Io ci sono entrata facilmente, perché la mia forma di amare ha sempre avuto un tratto pedagogico, materno. Non era solo lui ad aver bisogno. Anch’io avevo bisogno di sentirmi necessaria, indispensabile. È un meccanismo antico, imparato presto in famiglia. Da figlia ho conosciuto il peso di proteggere invece che essere protetta. Ho capito che uno “forte” può farti male, che (af)fidarti significa rischiare le botte. Così ho scelto chi non poteva farmi male perché troppo debole. Meglio curare che esporsi alla ferita.
Ho scambiato la sua fragilità per intimità. Ho creduto che il mio sacrificio fosse amore. Ho trasformato la relazione in un ospedale affettivo, in cui io tenevo insieme e lui lasciava andare. Ma quella non era cura, era consumo. Io davo tutto, lui assorbiva, e alla fine nessuno dei due cresceva. Io non imparavo a chiedere, lui non imparava a vivere.
Questa dinamica non è solo personale, è politica. È un copione che si ripete in troppe relazioni. La vulnerabilità maschile trasformata in privilegio, la fragilità usata come arma per trattenere. L’uomo bisognoso che chiede di essere salvato e la donna che si trasforma in madre, infermiera, maestra, curator, orientatrice professionale. Non è dominio con la forza ma con il vuoto. Non è possesso ma drenaggio. E alla fine il risultato è lo stesso: una donna che non ha più spazio per sé.
La mia autocritica è riconoscere che questa scelta non era casuale. Io cercavo quel vuoto perché lo sapevo riempire. Mi difendevo dietro la mia capacità di prendermi cura, perché mostrarmi fragile mi sembrava troppo rischioso. Ho preferito essere indispensabile a qualcuno che mi succhiava vita, piuttosto che incontrare davvero qualcuno che potesse guardarmi negli occhi senza chiedermi di guarirlo.

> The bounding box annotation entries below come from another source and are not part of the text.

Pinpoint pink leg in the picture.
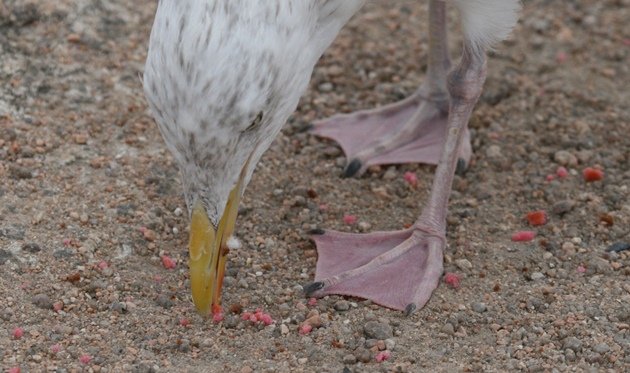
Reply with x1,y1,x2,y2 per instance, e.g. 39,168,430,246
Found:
305,40,486,313
312,0,472,177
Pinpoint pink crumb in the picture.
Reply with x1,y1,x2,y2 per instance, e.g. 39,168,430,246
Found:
556,166,569,178
375,350,392,363
556,51,568,63
79,354,92,364
444,272,460,289
162,255,177,269
212,304,223,323
50,344,61,354
403,171,418,188
582,167,604,183
13,327,24,339
512,231,536,242
300,324,313,335
343,215,357,225
577,264,586,273
526,210,547,226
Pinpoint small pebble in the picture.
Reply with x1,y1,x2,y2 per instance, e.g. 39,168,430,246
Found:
333,299,350,312
13,327,24,339
527,210,547,226
403,171,418,188
342,354,357,364
593,343,610,354
562,337,582,352
471,302,488,313
531,272,545,281
160,255,177,269
343,215,357,225
582,167,604,183
31,294,53,310
444,272,460,289
363,321,394,339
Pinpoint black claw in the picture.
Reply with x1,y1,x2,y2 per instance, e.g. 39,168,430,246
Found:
343,158,362,177
308,228,326,235
405,303,417,317
304,281,324,297
455,158,468,176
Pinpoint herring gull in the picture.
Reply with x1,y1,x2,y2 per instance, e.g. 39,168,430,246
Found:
143,0,519,314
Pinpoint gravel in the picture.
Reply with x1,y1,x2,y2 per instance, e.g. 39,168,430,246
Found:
363,321,394,339
0,0,630,373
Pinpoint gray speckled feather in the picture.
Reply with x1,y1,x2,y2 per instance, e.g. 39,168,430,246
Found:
144,0,364,224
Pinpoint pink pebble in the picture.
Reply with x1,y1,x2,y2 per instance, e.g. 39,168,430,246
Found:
444,272,460,289
556,166,569,178
162,255,177,269
403,171,418,188
375,350,392,363
260,313,273,325
343,215,357,225
512,231,536,242
577,264,586,273
212,312,223,323
300,324,313,335
79,354,92,364
13,327,24,339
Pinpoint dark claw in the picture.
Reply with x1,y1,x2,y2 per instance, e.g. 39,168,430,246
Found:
405,303,417,317
343,158,362,177
308,228,326,235
455,158,468,176
304,281,324,297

Oggi so che non voglio più legami così. Non voglio più ospedali travestiti da amori. Non voglio più essere madre di adulti che non sanno reggersi. Non voglio più trasformare la pedagogia in una scusa per non rischiare davvero. Voglio relazioni in cui la libertà non sia fuga, in cui il nutrimento sia reciproco, in cui il rispetto non si travesta da pietà.
Forse, però, il formato coppia non è il migliore. Forse mettere davvero le relazioni di amicizia al centro della vita è la chiave. Forse l’ennesima etichetta — anarchia relazionale — ha senso, o forse no. Non lo so. Per ora resto in una dimensione bella e piacevole di scambi che direi quasi poetici con persone che riconosco affini. Vivo sensazioni amorose forti e intense attraverso dialoghi, scambi di visioni sul mondo, sulla vita, sulle possibili esistenze.
Forse stare da sola, senza esserlo, è la chiave. Vediamo.